Los residuos de aquellas complejas dinámicas sociales siguen latentes en nuestro ADN cultural, por más que se intente negar la apropiación que la sociedad antioqueña hizo de esa mal llamada cultura de la ilegalidad, por los poros de sus ciudades se transpira esa realidad social que tanto incomoda. Es por ello que algunas de esas prácticas aún hoy son legitimadas, avaladas. Esa apología al más fuerte, al más vivo, al que posea más habilidades para el engaño, no es nada más que la metamorfosis (quizás más convencional y mejor aceptada socialmente) de aquella cultura de la ilegalidad. No conforme con ello, y aceptando que cada momento histórico trae consigo su mal, la evolución de aquellos sistemas de ilegalidad supo encontrar en el modelo económico y político contemporáneo las herramientas para subsistir. Organizados, los combos, institucionalizaron sus prácticas: ya no se podrá robar ni matar en el territorio que cada una de esas organizaciones controla; sin embargo, sus habitantes deben pagar tributo por dicho “bienestar”, sería la consigna. Así, como contraprestación por “pacificar” los barrios y traer consigo la “tranquilidad” para sus familias, las organizaciones delincuenciales podrán controlar: el comercio, el espacio público, el transporte informal y cuanta actividad económica sea necesaria, incluso serán éstos quieres sirvan de mediadores, conciliadores y jueces de cualquier situación que genere conflicto en los barrios, so pena de, irónicamente, el desplazamiento o la muerte.

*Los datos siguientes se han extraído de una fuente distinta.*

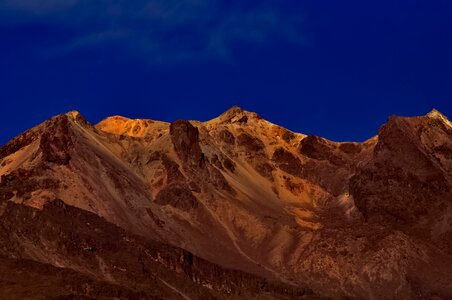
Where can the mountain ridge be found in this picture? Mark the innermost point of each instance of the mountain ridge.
(346, 219)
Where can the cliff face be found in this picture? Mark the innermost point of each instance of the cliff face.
(305, 215)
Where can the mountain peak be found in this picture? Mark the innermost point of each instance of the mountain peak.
(76, 116)
(236, 114)
(435, 114)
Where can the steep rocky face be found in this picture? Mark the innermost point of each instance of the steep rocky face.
(407, 182)
(368, 220)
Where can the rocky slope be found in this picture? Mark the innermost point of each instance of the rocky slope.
(234, 207)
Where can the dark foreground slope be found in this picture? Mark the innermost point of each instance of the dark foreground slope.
(235, 207)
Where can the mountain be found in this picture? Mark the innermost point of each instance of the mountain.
(235, 207)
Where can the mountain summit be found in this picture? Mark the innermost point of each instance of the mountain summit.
(235, 207)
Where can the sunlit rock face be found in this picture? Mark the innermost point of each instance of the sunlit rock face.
(232, 207)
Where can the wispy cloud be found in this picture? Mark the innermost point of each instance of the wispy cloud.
(163, 30)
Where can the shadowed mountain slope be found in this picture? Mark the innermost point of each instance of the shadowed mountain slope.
(260, 211)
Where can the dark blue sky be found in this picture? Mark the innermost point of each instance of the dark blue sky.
(332, 68)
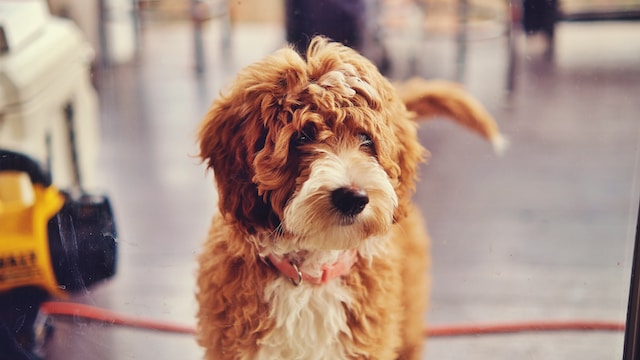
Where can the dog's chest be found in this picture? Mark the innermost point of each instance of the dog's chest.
(310, 321)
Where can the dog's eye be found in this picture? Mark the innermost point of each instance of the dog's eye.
(365, 140)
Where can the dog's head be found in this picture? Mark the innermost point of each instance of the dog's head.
(319, 152)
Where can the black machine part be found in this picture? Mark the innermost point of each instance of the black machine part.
(82, 241)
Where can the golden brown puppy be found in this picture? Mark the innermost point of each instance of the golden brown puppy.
(318, 252)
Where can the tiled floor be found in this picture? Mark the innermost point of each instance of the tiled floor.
(544, 232)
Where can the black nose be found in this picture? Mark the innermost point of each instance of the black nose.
(349, 200)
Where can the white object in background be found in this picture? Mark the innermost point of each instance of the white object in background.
(46, 94)
(21, 20)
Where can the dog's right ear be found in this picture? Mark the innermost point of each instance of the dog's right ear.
(228, 139)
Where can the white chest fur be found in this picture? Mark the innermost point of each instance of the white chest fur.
(309, 321)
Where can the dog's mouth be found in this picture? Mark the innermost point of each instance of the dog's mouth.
(349, 202)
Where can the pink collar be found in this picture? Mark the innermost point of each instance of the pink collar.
(329, 271)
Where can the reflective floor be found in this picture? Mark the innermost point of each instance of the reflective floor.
(542, 233)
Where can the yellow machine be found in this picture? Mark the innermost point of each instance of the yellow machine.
(51, 243)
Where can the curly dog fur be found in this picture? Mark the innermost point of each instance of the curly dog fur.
(315, 159)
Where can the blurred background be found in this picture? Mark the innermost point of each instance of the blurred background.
(544, 232)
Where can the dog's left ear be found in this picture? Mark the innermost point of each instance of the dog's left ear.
(410, 154)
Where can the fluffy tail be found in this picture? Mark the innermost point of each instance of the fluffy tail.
(442, 98)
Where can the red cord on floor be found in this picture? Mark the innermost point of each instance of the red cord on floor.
(106, 316)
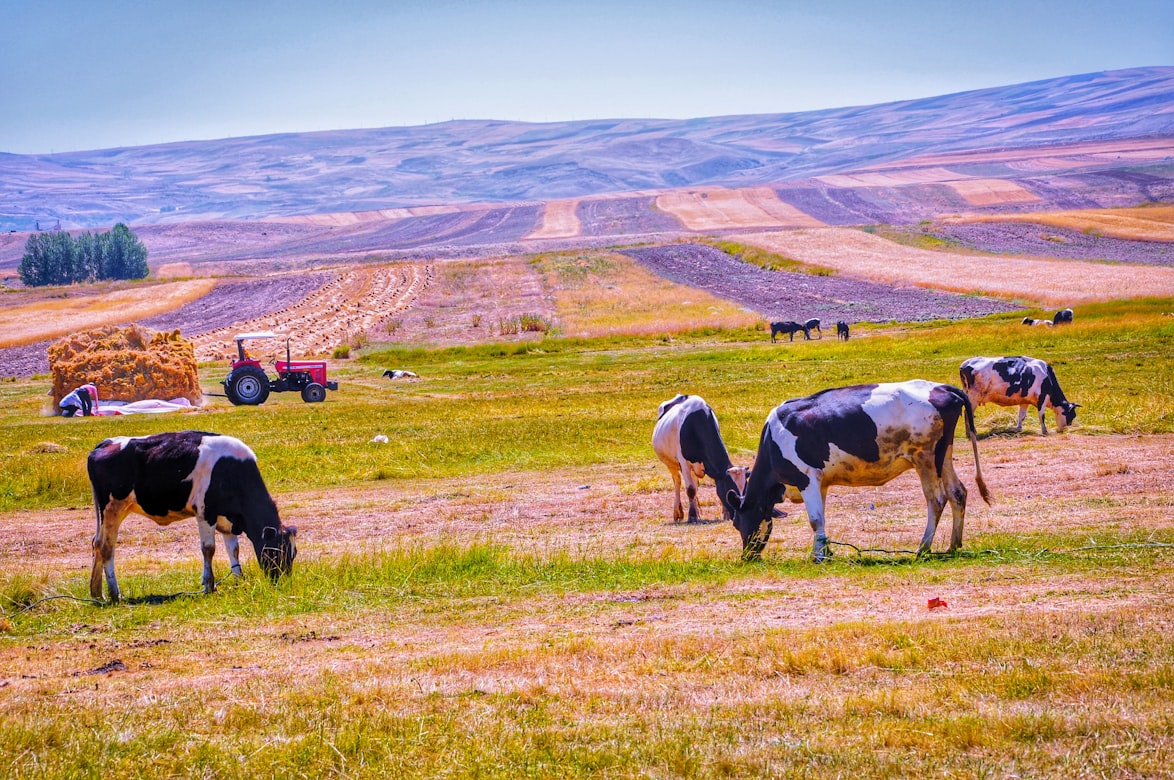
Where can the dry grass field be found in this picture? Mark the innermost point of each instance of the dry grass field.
(717, 208)
(34, 315)
(1048, 282)
(1147, 223)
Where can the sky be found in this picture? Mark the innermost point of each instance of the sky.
(96, 74)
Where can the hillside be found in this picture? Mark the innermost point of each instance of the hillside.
(1093, 140)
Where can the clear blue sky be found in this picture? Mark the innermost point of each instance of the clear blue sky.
(92, 74)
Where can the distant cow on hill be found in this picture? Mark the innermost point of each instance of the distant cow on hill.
(789, 328)
(687, 441)
(169, 477)
(1017, 382)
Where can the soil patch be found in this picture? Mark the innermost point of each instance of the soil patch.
(782, 295)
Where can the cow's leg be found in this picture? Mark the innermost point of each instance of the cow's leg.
(233, 547)
(956, 493)
(815, 499)
(106, 537)
(935, 491)
(677, 511)
(208, 546)
(690, 489)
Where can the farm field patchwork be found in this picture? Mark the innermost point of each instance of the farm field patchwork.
(498, 590)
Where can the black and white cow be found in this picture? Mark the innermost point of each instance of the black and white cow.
(169, 477)
(1017, 382)
(688, 441)
(789, 328)
(857, 436)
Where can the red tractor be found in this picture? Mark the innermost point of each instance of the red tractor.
(247, 382)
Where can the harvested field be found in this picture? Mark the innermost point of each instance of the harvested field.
(782, 295)
(1148, 223)
(559, 221)
(625, 216)
(466, 301)
(1047, 282)
(723, 209)
(1033, 239)
(991, 192)
(32, 316)
(359, 300)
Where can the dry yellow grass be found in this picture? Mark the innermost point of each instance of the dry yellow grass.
(356, 302)
(1051, 282)
(627, 298)
(559, 221)
(54, 317)
(717, 209)
(991, 192)
(1146, 223)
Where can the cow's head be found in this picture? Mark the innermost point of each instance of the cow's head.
(753, 523)
(278, 549)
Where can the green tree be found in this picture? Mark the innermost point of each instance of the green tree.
(55, 257)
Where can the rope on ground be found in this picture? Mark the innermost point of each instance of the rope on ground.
(975, 553)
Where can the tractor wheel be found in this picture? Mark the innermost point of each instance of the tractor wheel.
(314, 392)
(247, 385)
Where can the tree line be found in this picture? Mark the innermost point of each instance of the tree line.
(55, 257)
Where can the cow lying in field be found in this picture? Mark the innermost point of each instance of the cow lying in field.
(789, 328)
(857, 436)
(169, 477)
(1017, 382)
(687, 441)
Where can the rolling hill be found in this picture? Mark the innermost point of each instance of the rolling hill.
(1101, 139)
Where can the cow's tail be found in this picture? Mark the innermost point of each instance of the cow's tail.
(973, 443)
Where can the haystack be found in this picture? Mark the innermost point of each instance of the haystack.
(130, 363)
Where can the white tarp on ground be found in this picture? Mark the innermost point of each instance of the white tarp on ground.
(150, 407)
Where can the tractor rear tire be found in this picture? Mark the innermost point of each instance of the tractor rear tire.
(247, 385)
(314, 392)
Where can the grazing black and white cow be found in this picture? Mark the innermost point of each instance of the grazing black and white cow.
(688, 441)
(789, 328)
(1017, 382)
(169, 477)
(857, 436)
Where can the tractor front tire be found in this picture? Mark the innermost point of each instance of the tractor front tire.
(247, 385)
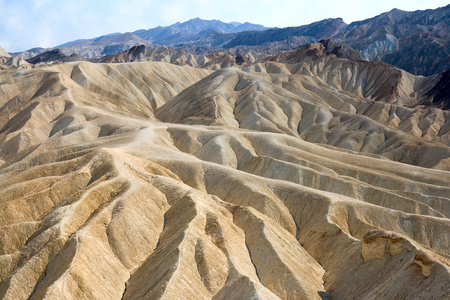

Quizá esta ligera radiografía no sea ajena a lo que se vive en esta ciudad del norte. La población bellanita ha estado inmersa en esa dinámica casi esquizofrénica de la ilegalidad y el deber ser, dinámica que en ocasiones se torna borrosa e impide hacer una diferenciación clara entre ambas orillas. Un pueblo bellanita humilde y trabajador que aun padeciendo por años el influjo de una cultura que tiende a idealizar y vanagloriar al delincuente ha sabido palmo a palmo resistir. Una sociedad bellanita que en medio de la estigmatización ha logrado sobreponerse al histórico señalamiento que gran parte de la sociedad colombiana ha sabido promover.
A lo mejor, una arriesgada apuesta por la inversión social (en el arte, la cultura ciudadana, el deporte, la educación) permita sombrear y delimitar esa línea difusa que separa la ilegalidad del deber ser. Teniendo claridad sobre el lugar que cada familia, cada ser humano puede habitar dentro del territorio se opte por separar y aislar a los que están en esa otra franja que tanto mal le ha hecho a la ciudad. Y por qué no, sirva de excusa para que poco a poco se alcance esa habilidad ética que hace que prescindamos de parámetros coercitivos para entender que es lo que está bien y lo que está mal. En ese momento el señalamiento de aquella línea divisoria no será necesario. Aunque quizá por dignidad o por orgullo o por ambas las transformaciones sociales en este inmenso lugar se hagan con más prisa, tal vez para demostrarle a los que no habitan este rejuvenecido pueblo que la legalidad, aunque menos ruidosa y excéntrica, ronda en mayor medida las calles del Bello municipio.